Oleh : Indra Agusta
Ramadhan, bulan suci yang dinanti-nantikan semua umat muslim diseluruh dunia. Ibadah Puasa wajib yang harus dijalankan ini membawa pengaruh sangat besar, pada tampilan med-sos saya, yang berbulan-bulan berisi hujatan, cacian, dukungan, kontra, meng-kafirkan, me-makarkan menjadi adem. santun. dan penuh kelembutan. Ah, ini bulan damai di negara muslim terbesar di Dunia.

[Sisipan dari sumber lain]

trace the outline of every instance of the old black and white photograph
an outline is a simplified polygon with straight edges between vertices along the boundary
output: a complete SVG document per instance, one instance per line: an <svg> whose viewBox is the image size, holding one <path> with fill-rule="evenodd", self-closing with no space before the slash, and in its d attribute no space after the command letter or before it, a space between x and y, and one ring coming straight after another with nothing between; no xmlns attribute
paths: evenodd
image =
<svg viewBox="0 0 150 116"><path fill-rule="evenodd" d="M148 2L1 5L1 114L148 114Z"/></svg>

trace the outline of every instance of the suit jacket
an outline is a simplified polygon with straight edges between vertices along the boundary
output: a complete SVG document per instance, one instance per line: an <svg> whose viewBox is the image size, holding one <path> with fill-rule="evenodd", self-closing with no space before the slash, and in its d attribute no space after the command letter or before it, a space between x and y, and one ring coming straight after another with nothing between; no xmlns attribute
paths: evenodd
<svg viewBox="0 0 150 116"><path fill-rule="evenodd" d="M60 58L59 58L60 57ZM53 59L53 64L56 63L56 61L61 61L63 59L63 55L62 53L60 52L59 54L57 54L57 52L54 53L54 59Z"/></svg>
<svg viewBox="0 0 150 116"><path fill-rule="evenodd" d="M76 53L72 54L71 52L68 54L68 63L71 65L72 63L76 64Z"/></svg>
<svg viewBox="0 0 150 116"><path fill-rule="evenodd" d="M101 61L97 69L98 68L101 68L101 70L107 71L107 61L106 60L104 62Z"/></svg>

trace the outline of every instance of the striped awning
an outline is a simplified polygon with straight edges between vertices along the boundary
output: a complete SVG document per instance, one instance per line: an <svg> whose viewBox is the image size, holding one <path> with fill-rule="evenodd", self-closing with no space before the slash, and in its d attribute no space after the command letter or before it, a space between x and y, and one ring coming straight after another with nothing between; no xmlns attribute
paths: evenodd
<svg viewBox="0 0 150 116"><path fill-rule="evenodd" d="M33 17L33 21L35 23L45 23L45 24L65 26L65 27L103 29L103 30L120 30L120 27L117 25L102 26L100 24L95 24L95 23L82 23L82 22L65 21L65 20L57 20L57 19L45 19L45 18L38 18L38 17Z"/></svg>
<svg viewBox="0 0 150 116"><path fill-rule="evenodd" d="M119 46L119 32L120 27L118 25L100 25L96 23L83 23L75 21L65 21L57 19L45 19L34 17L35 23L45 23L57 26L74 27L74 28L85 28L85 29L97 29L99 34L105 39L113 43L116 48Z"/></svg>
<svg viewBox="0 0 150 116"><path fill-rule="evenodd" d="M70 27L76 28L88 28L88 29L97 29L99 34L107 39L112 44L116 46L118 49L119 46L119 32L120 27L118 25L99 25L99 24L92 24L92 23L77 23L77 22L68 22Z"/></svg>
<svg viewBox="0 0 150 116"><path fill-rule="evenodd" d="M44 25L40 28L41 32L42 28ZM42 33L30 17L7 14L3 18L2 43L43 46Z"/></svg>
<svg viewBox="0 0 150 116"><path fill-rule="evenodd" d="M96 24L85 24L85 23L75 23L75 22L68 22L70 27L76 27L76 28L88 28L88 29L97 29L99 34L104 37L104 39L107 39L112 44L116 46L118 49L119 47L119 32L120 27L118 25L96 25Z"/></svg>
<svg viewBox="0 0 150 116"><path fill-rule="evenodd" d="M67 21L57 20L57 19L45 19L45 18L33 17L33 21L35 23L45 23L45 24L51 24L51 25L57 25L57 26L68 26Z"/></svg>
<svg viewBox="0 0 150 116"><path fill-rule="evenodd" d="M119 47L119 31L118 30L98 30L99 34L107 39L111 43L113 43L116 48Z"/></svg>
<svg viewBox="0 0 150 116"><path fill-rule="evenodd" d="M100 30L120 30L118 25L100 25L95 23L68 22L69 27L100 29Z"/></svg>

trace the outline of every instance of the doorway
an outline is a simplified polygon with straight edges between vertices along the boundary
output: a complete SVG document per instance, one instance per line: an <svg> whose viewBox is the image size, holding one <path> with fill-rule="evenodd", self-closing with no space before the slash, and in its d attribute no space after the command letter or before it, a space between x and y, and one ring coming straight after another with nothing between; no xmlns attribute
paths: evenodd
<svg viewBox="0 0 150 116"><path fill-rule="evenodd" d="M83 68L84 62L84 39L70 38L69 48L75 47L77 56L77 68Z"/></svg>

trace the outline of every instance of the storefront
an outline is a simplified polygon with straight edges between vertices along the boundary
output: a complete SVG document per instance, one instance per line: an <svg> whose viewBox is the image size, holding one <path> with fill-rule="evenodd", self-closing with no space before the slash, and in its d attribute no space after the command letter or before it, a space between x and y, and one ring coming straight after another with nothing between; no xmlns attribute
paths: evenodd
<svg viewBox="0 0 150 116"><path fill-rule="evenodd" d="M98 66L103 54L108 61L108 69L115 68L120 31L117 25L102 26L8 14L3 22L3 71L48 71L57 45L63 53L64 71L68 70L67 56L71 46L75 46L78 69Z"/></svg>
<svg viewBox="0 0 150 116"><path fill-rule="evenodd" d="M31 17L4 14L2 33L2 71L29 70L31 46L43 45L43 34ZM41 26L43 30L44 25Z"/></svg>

Buka bersama, adalah salah satu tradisi yang bisa ditemui disepanjang bulan, intensitasnya akan semakin padat ketika mendekat dengan hari raya Idul Fitri. Hal ini juga menjadi puncak eksistensi warung makan, berbagai promo, teori marketing digelar, juga menjadi awal yang bagus bagi mereka yang ingin membuka warung/cafe, karena membludaknya pengunjung yang ingin berbuka puasa bersama. Menarik memang, ada begitu banyak perputaran ekonomi sepanjang ramadhan.
Lalu ada mereka yang berderma, dari memberikan takjil gratis di jalan-jalan utama, berbuka puasa di pondok pesantren, sampai memberi bantuan kepada pondok anak yatim-piatu dan pondok untuk orang2 tua yang renta.
Pengalaman saya yang hampir 3 tahunan hidup menggelandang dijalanan, setelah sekolah tidak langsung pulang tapi duduk-duduk dengan mereka di jalan, dengan pengamen, pengemis dan kondektur bis/angkuta yang mencari penumpang. Memberikan sudut pandang lain.
Ramadhan bagi mereka juga merupakan surga dunia, dimana omset ngamen-ngemis mereka akan naik drastis, karena banyaknya orang yang tiba-tiba menjadi baik. bapak-bapak kondektur angkot maupun bis dipasar pun demikian, intensitas belanja ibu-ibu yang kepasar naik seiring dengan dekatnya hari raya.
Namun ada secuil nada minor dibalik megahnya Ramadhan, ada semacam batas tipis yang tidak pernah diamati banyak orang. kasta tipis yang mengesankan bahwa mereka anak-anak jalanan ini bukan bagian dari mereka, bapak-bapak tukang becak itu bukan manusia biasa seperti mereka, hanya karena orang-orang yang berderma ini dalam posisi memberi.
Hal ini akan diperparah ketika program bantuan sosial atau berbagi bersama hanyalah sebuah pencitraan, atau aktualisasi pribadi , ajang eksis untuk memamerkan kesantunan mereka. Santun kok pamer, berarti memang bukan santun.
Dan garis ini benar-benar sangat tipis, hanya anak-anak yatim, orang-orang tua jompo yang tahu, atau mereka yang mau merenung lebih dalam akan menemukan ini.
Lalu esok akan berlalu seperti biasanya. Dan anak-anak ini ternyata memang belum dianggap menjadi manusia sepenuhnya.